Dans la Manche, un gendarme suspendu de ses fonctions doit être jugé en juin après la découverte de près de 6 500 photos de mineurs sur son ordinateur. L’activité d’assistante maternelle de son épouse alimente l’inquiétude de plusieurs familles.

Manche : un gendarme suspendu après la découverte de 6 500 photos de mineurs, un procès annoncé en juin
Un gendarme affecté dans la Manche doit comparaître en juin pour consultation présumée d’images à caractère pédopornographique. L’enquête, déclenchée après un signalement portant sur des transactions suspectes en cryptomonnaie, a également suscité l’inquiétude de familles dont les enfants étaient gardés au domicile du couple.
Une enquête ouverte après des transactions suspectes
Selon les informations de Radio France, l’affaire concerne un militaire de la gendarmerie en poste à Saint-Vaast-la-Hougue, dans la Manche.
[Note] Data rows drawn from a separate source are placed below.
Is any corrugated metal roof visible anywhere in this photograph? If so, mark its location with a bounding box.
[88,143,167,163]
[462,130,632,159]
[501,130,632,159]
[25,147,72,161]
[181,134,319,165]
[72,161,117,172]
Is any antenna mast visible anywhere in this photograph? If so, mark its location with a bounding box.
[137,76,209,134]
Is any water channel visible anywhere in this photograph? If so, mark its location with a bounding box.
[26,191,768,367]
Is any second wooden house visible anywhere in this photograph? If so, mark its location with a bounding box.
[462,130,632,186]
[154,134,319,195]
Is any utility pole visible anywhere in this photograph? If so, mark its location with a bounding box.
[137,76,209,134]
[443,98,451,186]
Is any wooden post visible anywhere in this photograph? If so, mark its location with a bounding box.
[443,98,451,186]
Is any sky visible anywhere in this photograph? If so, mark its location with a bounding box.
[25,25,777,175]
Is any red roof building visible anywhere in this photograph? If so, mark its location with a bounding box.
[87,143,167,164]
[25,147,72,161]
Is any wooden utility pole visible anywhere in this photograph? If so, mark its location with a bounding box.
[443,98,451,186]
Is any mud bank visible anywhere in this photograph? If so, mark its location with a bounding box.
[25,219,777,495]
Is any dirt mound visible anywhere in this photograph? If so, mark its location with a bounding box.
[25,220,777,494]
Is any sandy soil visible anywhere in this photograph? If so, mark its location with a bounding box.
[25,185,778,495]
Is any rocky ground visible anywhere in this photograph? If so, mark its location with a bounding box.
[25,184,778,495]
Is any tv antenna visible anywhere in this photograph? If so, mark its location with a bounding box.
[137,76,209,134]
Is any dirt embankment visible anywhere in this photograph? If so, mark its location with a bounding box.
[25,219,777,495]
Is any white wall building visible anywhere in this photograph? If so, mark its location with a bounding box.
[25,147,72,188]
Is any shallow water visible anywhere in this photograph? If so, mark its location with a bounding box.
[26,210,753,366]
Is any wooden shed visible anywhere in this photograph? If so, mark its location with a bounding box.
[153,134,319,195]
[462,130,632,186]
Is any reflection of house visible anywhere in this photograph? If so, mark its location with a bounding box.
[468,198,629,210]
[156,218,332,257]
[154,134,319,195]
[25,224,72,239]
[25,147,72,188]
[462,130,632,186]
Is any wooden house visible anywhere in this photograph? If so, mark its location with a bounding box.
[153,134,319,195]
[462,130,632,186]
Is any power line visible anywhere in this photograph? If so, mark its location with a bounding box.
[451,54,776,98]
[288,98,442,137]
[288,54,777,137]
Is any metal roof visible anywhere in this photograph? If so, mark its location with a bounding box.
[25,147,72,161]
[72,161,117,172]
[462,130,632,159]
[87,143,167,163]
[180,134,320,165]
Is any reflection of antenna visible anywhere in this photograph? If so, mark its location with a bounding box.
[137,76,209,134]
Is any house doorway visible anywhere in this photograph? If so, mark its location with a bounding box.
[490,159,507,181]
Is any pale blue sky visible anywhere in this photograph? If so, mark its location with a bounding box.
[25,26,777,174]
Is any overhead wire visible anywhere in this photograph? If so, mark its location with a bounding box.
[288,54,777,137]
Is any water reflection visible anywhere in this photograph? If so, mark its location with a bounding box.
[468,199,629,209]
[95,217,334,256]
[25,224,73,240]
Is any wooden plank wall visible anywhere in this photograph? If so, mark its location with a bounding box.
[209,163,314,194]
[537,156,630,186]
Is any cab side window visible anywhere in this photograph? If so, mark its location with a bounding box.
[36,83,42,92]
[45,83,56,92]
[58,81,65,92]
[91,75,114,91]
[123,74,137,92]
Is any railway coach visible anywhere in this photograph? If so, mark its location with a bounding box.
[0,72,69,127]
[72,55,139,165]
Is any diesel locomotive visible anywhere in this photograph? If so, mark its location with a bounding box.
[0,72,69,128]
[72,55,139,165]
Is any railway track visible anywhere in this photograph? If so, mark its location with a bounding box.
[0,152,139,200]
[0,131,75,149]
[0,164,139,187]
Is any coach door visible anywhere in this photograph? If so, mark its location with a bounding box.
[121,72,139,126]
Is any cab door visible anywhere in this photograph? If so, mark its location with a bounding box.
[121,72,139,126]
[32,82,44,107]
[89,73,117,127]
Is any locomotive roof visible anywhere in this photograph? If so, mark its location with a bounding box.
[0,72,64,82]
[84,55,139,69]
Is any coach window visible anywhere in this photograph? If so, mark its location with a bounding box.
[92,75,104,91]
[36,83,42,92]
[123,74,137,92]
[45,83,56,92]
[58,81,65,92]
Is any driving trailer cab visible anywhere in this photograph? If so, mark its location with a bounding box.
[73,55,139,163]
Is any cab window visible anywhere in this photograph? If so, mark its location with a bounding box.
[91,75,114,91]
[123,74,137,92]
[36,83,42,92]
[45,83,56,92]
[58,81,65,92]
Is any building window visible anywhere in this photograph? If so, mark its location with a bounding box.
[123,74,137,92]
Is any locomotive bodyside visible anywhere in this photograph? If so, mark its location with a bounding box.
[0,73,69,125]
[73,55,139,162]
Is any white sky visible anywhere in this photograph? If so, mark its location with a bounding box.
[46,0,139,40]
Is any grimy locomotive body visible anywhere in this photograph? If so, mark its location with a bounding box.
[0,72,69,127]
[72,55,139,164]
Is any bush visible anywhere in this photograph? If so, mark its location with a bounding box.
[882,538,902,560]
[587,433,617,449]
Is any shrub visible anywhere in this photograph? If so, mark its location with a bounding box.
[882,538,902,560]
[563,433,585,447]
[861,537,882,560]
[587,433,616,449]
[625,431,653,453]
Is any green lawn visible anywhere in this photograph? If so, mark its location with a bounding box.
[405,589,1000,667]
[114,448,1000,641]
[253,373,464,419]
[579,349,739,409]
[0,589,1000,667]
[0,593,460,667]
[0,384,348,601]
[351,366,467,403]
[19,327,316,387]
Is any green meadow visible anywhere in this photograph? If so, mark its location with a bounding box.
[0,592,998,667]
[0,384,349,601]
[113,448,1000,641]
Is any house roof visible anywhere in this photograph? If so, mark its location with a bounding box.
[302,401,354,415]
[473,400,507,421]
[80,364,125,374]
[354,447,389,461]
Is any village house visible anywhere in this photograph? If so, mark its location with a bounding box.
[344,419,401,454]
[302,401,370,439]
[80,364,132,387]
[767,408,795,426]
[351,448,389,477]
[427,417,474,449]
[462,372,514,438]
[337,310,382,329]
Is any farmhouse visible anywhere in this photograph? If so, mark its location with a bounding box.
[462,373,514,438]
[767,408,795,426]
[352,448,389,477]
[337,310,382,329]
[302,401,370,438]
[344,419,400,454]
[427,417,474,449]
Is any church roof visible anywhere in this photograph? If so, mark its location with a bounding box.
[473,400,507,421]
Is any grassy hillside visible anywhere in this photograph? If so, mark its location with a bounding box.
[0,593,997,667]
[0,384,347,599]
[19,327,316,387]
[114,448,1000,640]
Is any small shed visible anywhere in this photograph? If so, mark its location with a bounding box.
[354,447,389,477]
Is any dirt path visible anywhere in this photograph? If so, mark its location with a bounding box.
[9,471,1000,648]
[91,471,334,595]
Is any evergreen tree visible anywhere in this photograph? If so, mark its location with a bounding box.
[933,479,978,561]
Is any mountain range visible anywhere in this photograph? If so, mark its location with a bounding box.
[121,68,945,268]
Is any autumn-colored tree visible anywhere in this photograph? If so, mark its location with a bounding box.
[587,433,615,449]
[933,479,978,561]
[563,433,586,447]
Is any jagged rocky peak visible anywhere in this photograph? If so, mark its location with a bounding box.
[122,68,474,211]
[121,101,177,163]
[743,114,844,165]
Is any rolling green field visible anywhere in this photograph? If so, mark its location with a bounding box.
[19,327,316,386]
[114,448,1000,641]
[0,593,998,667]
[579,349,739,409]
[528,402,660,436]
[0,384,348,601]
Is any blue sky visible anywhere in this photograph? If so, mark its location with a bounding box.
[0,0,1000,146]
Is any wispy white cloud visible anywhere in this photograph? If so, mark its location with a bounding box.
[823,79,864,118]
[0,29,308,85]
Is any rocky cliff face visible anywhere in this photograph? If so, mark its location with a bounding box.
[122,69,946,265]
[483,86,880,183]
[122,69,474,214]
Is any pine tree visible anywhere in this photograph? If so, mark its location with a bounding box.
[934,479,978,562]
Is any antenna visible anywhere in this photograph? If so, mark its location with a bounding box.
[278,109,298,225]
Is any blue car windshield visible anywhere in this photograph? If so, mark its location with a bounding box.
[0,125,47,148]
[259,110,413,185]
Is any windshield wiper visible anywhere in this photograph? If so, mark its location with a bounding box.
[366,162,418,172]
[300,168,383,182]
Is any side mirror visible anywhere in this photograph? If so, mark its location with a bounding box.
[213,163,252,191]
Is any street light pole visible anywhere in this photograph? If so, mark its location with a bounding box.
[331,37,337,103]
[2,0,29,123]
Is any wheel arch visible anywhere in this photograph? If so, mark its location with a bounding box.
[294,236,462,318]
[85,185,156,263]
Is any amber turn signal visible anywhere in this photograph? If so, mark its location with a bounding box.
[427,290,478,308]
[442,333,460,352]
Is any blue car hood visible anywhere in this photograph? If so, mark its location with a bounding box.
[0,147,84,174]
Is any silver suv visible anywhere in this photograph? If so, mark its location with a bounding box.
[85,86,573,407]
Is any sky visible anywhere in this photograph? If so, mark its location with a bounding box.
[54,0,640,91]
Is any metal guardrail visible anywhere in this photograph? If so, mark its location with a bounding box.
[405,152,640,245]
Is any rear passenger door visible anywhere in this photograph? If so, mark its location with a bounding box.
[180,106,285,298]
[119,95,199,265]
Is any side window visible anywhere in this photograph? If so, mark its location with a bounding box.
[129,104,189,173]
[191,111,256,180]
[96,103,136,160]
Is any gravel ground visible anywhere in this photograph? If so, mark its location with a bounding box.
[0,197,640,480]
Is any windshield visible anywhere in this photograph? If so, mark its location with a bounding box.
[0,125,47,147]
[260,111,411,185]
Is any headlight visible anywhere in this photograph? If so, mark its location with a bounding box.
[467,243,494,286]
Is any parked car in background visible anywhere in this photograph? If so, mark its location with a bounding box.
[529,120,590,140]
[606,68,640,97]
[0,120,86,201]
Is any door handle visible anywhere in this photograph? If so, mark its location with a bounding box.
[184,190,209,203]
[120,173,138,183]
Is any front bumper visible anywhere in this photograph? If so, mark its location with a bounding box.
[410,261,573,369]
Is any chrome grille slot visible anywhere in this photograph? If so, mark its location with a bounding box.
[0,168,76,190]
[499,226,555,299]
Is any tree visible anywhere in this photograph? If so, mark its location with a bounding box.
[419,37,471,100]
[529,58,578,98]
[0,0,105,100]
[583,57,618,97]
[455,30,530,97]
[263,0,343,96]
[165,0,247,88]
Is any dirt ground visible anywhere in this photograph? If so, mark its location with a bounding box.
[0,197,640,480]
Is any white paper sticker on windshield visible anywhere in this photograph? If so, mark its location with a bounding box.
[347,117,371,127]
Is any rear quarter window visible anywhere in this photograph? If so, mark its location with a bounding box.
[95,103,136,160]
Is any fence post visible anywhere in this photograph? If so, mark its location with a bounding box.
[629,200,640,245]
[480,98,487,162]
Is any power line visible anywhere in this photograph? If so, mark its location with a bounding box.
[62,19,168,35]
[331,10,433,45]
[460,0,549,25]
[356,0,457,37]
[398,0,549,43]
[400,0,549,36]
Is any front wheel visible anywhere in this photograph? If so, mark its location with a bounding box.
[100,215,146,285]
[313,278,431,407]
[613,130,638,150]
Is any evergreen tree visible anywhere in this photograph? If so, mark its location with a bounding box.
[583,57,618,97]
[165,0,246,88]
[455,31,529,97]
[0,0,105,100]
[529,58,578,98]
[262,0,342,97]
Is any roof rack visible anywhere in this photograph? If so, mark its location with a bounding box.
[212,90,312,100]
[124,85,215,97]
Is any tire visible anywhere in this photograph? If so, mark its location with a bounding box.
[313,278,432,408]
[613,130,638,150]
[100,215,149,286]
Il a été placé une première fois en garde à vue le 10 décembre 2025 par la section de recherche de Caen dans le cadre d’investigations portant sur la consultation présumée de sites diffusant des contenus pédocriminels.
Selon les éléments rendus publics, les investigations ont débuté après un signalement de Tracfin relatif à des mouvements financiers jugés suspects, effectués en cryptomonnaie vers un site internet illégal. Dans un premier temps, les enquêteurs n’auraient pas disposé d’éléments suffisants pour consolider le dossier.
Une nouvelle mesure de garde à vue est ensuite intervenue au début du mois de janvier. Les enquêteurs ont alors découvert sur l’ordinateur du militaire près de 6 500 photos de mineurs. Le gendarme doit désormais être jugé en juin.
Suspension immédiate et départ du logement de fonction
À la suite de la procédure, le militaire a fait l’objet d’une suspension immédiate de ses fonctions. Il a également quitté de son propre chef le logement situé au sein de la brigade où il résidait.
Sa démission, annoncée comme prochaine, devait intervenir au début du mois de mai, sous réserve d’éventuelles suites disciplinaires. À ce stade, l’intéressé bénéficie de la présomption d’innocence.
L’activité d’assistante maternelle de son épouse au centre des préoccupations
L’affaire a pris une dimension supplémentaire en raison de la situation familiale du mis en cause. Son épouse exerçait comme assistante maternelle agréée et accueillait, à leur domicile, de jeunes enfants confiés par plusieurs familles.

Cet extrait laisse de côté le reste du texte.